Fig. 134

Tribune et Mâts de signaux.

Les épreuves de 1908 et surtout celles de 1909 ont appris qu'il n'est pas pratique d'avier dans un espace trop restreint comme celui du champ de manœuvres d'Issy-les-Moulineaux, où le pilote doit sans cesse songer à virer pour ne pas sortir des limites du terrain. On ne fait plus sur ce champ que des essais préliminaires d'appareils et des débuts d'apprentissage de pilotes; c'est en outre le point de départ et d'arrivée des appareils et des pilotes pour Paris.

En 1906 et 1907, lorsque les aviats ne dépassaient pas quelques mètres ou quelques centaines de mètres en étendue, des pelouses comme celle de Bagatelle (Paris) suffisaient. Mais les rapides progrès des parcours en étendue ont entraîné la nécessité de champs plus vastes et d'une organisation compliquée sur ces champs.
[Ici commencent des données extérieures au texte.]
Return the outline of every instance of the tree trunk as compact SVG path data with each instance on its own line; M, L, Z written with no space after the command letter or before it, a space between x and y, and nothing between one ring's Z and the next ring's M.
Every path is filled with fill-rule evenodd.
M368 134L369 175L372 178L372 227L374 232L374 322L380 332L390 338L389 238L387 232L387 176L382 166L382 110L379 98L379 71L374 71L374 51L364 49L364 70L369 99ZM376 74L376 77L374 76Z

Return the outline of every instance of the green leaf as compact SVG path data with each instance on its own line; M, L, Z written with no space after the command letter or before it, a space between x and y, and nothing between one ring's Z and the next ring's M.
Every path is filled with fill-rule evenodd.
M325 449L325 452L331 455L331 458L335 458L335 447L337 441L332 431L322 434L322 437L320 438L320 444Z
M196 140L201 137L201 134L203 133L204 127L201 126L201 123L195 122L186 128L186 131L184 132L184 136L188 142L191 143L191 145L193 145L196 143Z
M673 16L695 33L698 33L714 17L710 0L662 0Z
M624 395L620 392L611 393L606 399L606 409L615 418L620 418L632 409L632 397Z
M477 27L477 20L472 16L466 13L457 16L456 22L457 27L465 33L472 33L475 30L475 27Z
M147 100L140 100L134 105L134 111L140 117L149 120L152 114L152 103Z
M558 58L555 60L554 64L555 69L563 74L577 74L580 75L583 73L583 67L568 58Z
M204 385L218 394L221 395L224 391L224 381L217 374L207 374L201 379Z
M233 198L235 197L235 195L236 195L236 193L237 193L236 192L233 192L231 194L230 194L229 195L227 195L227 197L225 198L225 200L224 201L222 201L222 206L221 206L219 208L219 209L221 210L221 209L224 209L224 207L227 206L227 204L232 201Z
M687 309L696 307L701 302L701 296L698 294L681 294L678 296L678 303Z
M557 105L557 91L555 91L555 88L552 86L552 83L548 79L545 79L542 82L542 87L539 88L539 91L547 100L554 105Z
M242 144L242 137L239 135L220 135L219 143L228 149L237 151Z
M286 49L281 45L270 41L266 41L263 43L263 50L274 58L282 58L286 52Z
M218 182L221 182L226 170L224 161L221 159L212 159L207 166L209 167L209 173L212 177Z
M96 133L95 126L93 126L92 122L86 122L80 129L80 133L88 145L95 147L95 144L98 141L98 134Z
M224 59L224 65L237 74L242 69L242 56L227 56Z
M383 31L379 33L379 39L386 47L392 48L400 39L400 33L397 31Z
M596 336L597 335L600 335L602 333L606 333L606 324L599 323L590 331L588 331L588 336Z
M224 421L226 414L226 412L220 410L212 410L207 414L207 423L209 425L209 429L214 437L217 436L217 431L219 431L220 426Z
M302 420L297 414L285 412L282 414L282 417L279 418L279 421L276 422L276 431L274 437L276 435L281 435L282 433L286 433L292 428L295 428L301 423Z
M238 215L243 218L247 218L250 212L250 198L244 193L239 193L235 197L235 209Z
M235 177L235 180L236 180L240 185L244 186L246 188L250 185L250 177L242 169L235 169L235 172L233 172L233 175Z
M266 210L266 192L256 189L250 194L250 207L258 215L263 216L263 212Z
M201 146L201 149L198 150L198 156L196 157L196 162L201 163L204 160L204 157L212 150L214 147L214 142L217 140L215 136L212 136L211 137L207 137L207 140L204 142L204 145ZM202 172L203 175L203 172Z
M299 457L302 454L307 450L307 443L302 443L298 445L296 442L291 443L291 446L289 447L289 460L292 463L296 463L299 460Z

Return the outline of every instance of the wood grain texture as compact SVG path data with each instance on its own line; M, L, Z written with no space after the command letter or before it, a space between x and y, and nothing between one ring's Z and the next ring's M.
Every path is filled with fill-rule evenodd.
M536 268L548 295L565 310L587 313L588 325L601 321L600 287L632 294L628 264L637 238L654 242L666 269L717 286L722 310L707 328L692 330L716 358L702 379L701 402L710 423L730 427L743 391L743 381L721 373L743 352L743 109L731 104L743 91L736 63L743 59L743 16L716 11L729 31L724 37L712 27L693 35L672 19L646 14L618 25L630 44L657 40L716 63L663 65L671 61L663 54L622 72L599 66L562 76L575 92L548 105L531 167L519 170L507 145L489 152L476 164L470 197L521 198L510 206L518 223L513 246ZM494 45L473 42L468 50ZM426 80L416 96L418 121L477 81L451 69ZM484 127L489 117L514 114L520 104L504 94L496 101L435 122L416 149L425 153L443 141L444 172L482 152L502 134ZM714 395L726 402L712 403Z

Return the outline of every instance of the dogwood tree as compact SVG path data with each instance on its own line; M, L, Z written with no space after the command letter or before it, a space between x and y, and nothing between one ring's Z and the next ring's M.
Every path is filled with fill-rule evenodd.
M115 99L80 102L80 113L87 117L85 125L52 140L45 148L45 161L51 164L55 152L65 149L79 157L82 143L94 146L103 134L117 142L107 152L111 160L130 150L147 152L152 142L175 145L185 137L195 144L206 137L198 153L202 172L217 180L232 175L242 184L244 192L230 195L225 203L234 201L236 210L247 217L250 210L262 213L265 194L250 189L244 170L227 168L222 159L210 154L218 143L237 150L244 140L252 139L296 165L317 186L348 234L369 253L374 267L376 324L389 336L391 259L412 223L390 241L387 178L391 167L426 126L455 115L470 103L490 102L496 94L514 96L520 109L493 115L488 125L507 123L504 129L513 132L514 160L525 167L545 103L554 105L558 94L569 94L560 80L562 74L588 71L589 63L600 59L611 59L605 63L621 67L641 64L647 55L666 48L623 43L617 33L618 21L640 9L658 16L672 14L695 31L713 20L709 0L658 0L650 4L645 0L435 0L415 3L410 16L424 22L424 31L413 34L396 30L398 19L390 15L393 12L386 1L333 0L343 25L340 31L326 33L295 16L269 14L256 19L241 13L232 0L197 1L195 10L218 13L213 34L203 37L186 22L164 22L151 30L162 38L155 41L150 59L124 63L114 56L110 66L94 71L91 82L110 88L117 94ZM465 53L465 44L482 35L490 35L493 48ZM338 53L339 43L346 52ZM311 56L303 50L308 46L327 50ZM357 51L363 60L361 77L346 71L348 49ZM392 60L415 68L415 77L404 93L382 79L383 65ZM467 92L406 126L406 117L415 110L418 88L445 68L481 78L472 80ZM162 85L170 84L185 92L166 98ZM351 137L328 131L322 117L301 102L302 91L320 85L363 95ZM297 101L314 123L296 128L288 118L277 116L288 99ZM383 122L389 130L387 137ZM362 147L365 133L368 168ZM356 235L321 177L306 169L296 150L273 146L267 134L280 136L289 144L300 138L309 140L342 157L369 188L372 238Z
On a jalonné les terrains et marqué les virages avec des pylônes afin d'établir avec précision les appréciations des distances franchies. On a imaginé des jalonnements de ballons captifs pour fixer le calcul des hauteurs atteintes comme contrôle des instruments. On a cantonné le public dans des tribunes, des terrasses, des espaces clos pour éviter les accidents. On a créé à côté du poste élevé des contrôleurs d'épreuves une organisation sémaphorique de signaux pour renseigner les curieux sur les moindres incidents des aviats.

Cette organisation de signaux, entre autres détails, démontre que l'on a su improviser dès l'an dernier la meilleure utilisation possible des grands aérodromes consacrés aux concours d'aviation des aéroplanes.
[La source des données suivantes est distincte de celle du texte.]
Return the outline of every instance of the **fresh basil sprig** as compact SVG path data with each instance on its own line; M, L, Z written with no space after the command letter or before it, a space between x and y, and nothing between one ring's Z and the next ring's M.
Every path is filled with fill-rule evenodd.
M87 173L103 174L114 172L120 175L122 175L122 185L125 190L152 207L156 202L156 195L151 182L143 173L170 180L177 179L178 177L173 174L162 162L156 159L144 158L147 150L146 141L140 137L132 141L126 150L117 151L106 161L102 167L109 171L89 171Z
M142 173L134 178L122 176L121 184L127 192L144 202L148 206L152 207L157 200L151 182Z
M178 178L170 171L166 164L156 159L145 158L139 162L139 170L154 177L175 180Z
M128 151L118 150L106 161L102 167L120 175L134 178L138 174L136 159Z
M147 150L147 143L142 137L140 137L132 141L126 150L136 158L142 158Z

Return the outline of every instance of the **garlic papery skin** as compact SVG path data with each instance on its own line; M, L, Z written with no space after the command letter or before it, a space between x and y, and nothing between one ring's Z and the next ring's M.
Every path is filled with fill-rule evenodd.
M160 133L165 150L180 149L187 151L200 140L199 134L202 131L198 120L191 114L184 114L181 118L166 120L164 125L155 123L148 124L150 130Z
Mais déjà voici que ces larges emplacements ne suffisent plus. Faire deux cent cinquante ou trois cents kilomètres en tournant pendant trois, quatre ou cinq heures dans une même étendue, devient chose aussi fastidieuse pour le public que pour l'aviateur.

Les pilotes éprouvent un impérieux besoin de s'élancer à travers champs. Il semble que l'ère des compétitions sur pistes, à peine commencée, s'achève et qu'il va devenir indispensable bientôt d'instituer les épreuves «de ville à ville».

On procède actuellement à l'étude d'une carte des régions environnant Paris, sur laquelle on se propose de marquer tous les points où des atterrissages seraient possibles pour des aéroplanes.

En principe, les champs favorables à des atterrissages sont fort abondants, mais l'usage des traversées d'espaces se généralisant, les prétentions des possesseurs des terrains réduiront vivement le nombre des points de descente.